Według Rafała Ziemkiewicza "MULTI-KULTI ZABIJA"
michael, sob., 21/07/2018 - 08:43
*
[link] Multi-kulti zabija także według Feliksa Konecznego - "między cywilizacjami nie może być syntez (bowiem sprzeczności między różnymi etykami są nie do pogodzenia), a próby dokonania takowych kończą się, bądź to zdominowaniem jednej cywilizacji przez drugą (najczęściej dominującą jest ta, która nakłada mniejsze obowiązki moralne), bądź też powstaniem a-cywilizacyjnej mieszanki, niezdolnej do rozwoju a często i przetrwania" [link].
Mam nieco inny pogląd.
Zawsze twierdziłem, że Feliks Koneczny był światowym liderem nauki o cywilizacjach. Z jego dorobku czerpali inni, największe autorytety współczesnego świata (Samuel Huntington, Oswald Spengler, Arnold Joseph Toynbee).
Co nie oznacza, że teoria Feliksa Konecznego jest skończona, nawet najwspanialsze dzieło ludzkiego umysłu może się rozwijać, nauka może dostrzegać nowe zjawiska także i dziedzinie opisu mechanizmów rozwoju cywilizacji.
No i wracając do twierdzenia Ziemkiewicza - Konecznego można zauważyć, że gdy dotyczy ono siły i szansy na przetrwanie dużych społeczeństw i cywilizacji, mamy do czynienia z teorią niezupełną, albo może niekompletną. Rzeczypospolita Obojga Narodów miała w swojej historii różne zjawiska, które były źródłem jej mocy i szans, były inne przyczyny jej słabości, prowadzące do klęski.
Ważne jest dostrzeżenie jednych i drugich, ważne jest zastanowienie się nad ich aktualną wagą, widząc jak bardzo inne są współczesne wyzwania cywilizacyjne.
Zwróciłbym uwagę na dwa ważne i względnie nowe czynniki dzisiejszej rzeczywistości cywilizacyjnej:
- Duża dynamika istotnych zmian. Można zaryzykować taką tezę, że jeszcze dwudziestowieczna wiedza o cywilizacjach była nauką o procesach stacjonarnych, trochę tak jak statyka w fizyce, polegająca na analizowaniu stanów równowagi. Zmiany społeczne następowały dużo wolniej niż wymiana pokoleń. Teraz tempo zmian jest dużo szybsze niż wymiana pokoleń.

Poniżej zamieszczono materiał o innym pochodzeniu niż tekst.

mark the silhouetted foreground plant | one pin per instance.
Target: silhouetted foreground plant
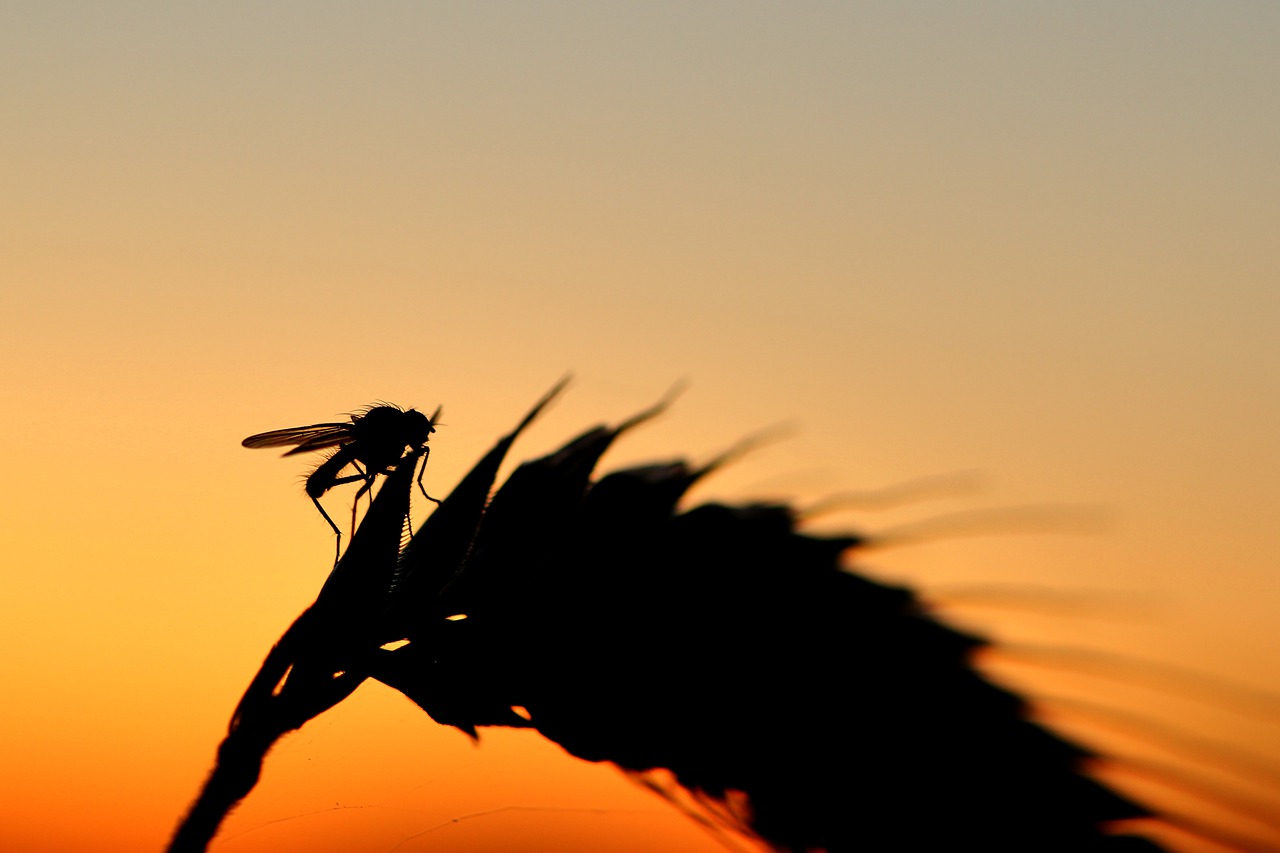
(805, 705)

- Sterowalność systemów społecznych. Z powodu wielkiego skomplikowania i gwałtownego przyrostu ilości ważnych zmian, w XXI wieku nastąpiło krytyczne załamanie sterowalności zcentralizowanych systemów społecznych. Każde centralnie zarządzane państwo ma maksymalne rozmiary, których powiększenie musi prowadzić do katastrofy. Mamy odejście od statyki do dynamiki oraz do procesów nierównowagowych i mamy wielki wzrost zapotrzebowania na rozwiązywanie problemów nietypowych. To jest niemożliwe w rozległych systemach centralnie sterowanych.
Wniosek:
Europie grozi katastrofa z dwóch powodów - nie tylko z powodu multi-kulti, ale i z powodu dążenia do powiększania rozmiarów centralnie zarządzanej unii. Każde wielkie imperium musi upaść i dlatego koncepcja jednego wielkiego europejskiego superpaństwa jest drugim samobójczym idiotyzmem brukselskiego establishmentu.

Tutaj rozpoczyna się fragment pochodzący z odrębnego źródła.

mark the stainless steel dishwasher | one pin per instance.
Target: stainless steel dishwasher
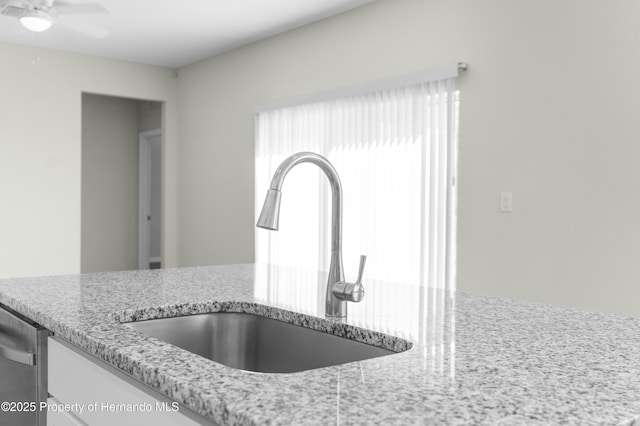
(23, 370)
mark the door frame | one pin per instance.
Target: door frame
(144, 195)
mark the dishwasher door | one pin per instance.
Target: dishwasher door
(23, 370)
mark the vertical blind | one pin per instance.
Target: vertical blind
(395, 152)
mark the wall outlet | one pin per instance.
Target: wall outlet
(506, 202)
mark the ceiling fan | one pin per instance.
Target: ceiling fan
(40, 15)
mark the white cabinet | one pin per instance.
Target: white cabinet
(87, 391)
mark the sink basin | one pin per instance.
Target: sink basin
(256, 343)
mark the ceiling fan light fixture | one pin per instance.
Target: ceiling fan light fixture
(36, 23)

Każdy nadymany balon musi kiedyś pęc.
Komentarz:
Prostym rozwiązaniem najważniejszego współczesnego problemu cywilizacyjnego jest zastąpienie systemu centralnie zarządzanej, hierarchicznej monarchii absolutnej cesarstwa Unii Europejskiej czymś zupełnie innym.
Prostym rozwiązaniem najważniejszego współczesnego problemu cywilizacyjnego jest zastąpienie systemu centralnie zarządzanej, hierarchicznej monarchii absolutnej cesarstwa Unii Europejskiej czymś zupełnie innym.
Jest coś takiego!
Jest to rozległy system o rozproszonej inteligencji, w którym problemy są rozwiązywane w miejscu, w którym powstają, bez natrętnych wycieczek do Moskwy, Berlina albo do Brukseli.

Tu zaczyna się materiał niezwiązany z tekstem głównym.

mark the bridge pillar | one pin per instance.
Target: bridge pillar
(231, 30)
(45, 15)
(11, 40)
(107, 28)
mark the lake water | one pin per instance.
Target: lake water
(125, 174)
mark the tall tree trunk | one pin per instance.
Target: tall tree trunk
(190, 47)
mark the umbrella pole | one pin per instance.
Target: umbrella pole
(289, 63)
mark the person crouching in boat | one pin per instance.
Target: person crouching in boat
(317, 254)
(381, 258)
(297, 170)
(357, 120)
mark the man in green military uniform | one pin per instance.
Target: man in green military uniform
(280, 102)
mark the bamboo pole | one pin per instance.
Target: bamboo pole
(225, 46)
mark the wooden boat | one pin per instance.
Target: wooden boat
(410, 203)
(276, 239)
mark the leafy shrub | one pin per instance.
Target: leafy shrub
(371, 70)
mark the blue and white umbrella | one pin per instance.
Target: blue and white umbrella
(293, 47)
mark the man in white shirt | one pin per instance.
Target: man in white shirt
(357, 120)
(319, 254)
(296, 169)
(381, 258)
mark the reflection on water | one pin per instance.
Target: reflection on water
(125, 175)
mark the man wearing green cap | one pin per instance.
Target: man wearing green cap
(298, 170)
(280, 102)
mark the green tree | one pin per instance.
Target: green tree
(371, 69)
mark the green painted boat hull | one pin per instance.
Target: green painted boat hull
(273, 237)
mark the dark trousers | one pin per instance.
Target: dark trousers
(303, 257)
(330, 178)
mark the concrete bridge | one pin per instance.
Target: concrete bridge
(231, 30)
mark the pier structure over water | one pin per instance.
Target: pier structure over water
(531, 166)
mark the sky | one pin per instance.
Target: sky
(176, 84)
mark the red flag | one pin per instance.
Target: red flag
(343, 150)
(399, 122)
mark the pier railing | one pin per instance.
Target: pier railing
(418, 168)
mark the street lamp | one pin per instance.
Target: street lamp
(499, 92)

Jest to coś podobnego do internetu w którym nie istnieje żaden główny komputer, albo może do architektury otwartego systemu blockchain [link], czyli coś takiego jak ustrój cywilizacji Rzeczypospolitej Obojga Narodów, która była krajem ludzi myślących i samodzielnie rozwiązujących problemy.
Gdy pojawiało się zagrożenie, wystarczyło wysłać wici, a wtedy armia organizowała się sama, każdy z naszych rodaków wiedział co ma do zrobienia.
Przypis:
Użyte w powyższym wniosku słowo "pęc" nie jest błędem, jest użyte specjalnie, jako określenie skutku nieżytu Unii Europejskiej, który nastąpi w wyniku nadymania europejskiego superpaństwa. Ono przecież ani nie pęknie, ani nie eksploduje, ani też się nie rozpadnie, może będzie się tylko nadymać jak Borys Budka, by wreszcie pęc.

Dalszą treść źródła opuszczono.